Eskom has been so reluctant for so long to buy power from independent producers, irrespective of how they make their power, that some people, myself included, think that you could park the SANDF outside Megawatt Park with a G5 cannon trained on it, and it still would not buy.
Eskom executives will say that they are in the market to buy power and will even attend meetings to discuss this, but the parastatal wants to buy power at what it costs to produce using its depreciated assets, about 30c a kilowatt hour, even while building new capacity will cost it about 80c a kilowatt hour.
To be fair to Eskom, it can’t buy power at 80c and sell it at 30c. But as the country’s sole buyer of power at present, its critics say that it shows all the signs of not wanting to give up its monopoly rights.
It now has the right to build two stations, Medupi and Kusile, in alliance with the ruling party, which owns a chunk of a contract to supply boilers and turbines to these projects through its investment holding company, Chancellor House. Eskom will also want to build the country’s next nuclear power station and does not want pesky private producers supplying the grid, perhaps delaying its next build project.
President Jacob Zuma, though, wants independent power producers (IPPs) to supply electricity. In his State of the Nation Address he spoke about setting up an independent systems operator to buy electricity from private suppliers.
As he spoke, the Eskom dial on SABC television, which shows how much electricity the country is using, showed up dangerously in the red. I went around my house and switched off power, just so I could see the end of the broadcast.

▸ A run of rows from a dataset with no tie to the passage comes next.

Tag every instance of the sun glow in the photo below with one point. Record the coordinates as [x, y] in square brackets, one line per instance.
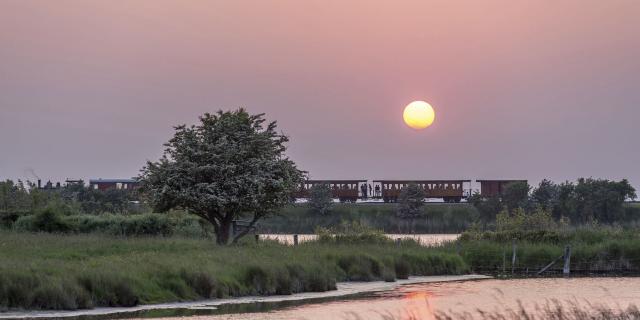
[418, 115]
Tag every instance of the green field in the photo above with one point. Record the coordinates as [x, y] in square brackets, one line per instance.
[593, 250]
[44, 271]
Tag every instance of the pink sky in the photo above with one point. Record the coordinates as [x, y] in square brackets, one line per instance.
[522, 89]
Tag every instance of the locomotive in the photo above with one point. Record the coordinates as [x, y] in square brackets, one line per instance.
[451, 191]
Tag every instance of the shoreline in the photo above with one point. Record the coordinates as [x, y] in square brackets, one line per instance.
[343, 289]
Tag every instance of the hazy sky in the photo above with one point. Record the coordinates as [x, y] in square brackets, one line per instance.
[521, 89]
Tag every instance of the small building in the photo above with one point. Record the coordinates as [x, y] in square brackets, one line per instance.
[118, 184]
[492, 188]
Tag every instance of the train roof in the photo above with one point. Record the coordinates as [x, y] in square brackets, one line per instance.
[97, 181]
[335, 181]
[420, 181]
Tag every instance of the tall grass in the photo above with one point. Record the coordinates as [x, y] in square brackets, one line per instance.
[552, 310]
[601, 249]
[49, 271]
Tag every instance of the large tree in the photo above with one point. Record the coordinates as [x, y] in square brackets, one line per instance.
[229, 166]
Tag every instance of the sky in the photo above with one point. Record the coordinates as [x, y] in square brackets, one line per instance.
[521, 89]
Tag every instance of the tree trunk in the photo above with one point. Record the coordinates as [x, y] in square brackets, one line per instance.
[223, 234]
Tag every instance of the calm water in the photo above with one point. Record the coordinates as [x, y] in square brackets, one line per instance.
[424, 239]
[421, 301]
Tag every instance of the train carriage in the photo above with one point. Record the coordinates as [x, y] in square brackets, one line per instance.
[492, 188]
[447, 190]
[343, 190]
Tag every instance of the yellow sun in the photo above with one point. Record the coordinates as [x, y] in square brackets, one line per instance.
[418, 115]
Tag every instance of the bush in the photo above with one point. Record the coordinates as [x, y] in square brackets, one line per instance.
[320, 199]
[350, 233]
[47, 220]
[150, 224]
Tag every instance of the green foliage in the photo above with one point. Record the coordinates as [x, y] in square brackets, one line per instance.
[488, 207]
[545, 195]
[518, 220]
[410, 201]
[46, 220]
[515, 195]
[118, 225]
[320, 198]
[582, 202]
[71, 272]
[594, 249]
[227, 166]
[435, 218]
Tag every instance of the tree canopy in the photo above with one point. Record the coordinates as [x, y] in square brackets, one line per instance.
[227, 167]
[411, 200]
[320, 198]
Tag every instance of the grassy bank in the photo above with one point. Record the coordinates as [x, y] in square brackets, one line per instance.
[594, 250]
[44, 271]
[436, 218]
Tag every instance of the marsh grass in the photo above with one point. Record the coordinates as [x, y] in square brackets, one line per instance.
[593, 249]
[49, 271]
[551, 310]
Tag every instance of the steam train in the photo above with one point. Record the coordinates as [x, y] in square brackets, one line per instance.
[451, 191]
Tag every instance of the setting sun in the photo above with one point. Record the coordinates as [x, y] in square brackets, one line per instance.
[418, 115]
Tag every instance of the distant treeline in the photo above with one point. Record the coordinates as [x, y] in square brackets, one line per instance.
[585, 201]
[25, 198]
[77, 209]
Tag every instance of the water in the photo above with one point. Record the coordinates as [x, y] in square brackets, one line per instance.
[422, 301]
[428, 240]
[418, 298]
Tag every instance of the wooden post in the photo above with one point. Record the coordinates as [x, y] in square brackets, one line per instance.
[513, 257]
[567, 260]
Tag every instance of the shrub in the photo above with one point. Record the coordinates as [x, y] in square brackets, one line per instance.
[46, 220]
[351, 233]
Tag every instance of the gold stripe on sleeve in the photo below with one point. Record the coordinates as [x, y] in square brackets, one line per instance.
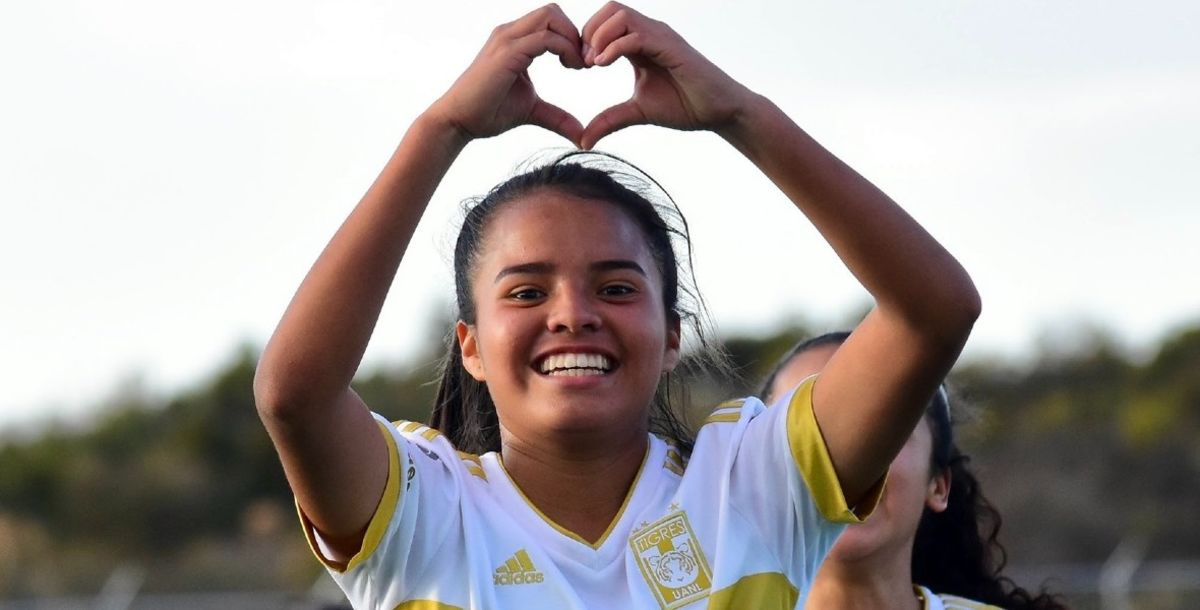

The consensus now does not seem to be if we will run out of power, but when. As the domestic and international economy resuscitates, there will be increasing demand for power. The Zuma government knows this. Yet, curiously, in Pravin Gordhan’s budget there is little or no reflection of any urgency. There is money to spend but nothing to spend it on, because a new legal and institutional structure is needed to be able to buy from private producers.
Legislation will be needed to align with statutory requirements in the integrated resource plan (IRP), the new version of which will be ready only in mid-year.
So expect at least a year to pass, all going well, until the new buying office is properly constituted and it can enter into power purchasing agreements (PPAs) with independent producers in terms of the new IRP. With the new IRP in place and a PPA in hand, the IPPs will be able to finalise their funding and start building power stations. This will take another three years, so private power is at least four years out on this scenario.
This means we miss an opportunity to keep the system honest. There appears to be no shortage of IPPs who want to supply power to the grid. Competitive bidding will have the benefit of establishing more than just Eskom’s price in the market.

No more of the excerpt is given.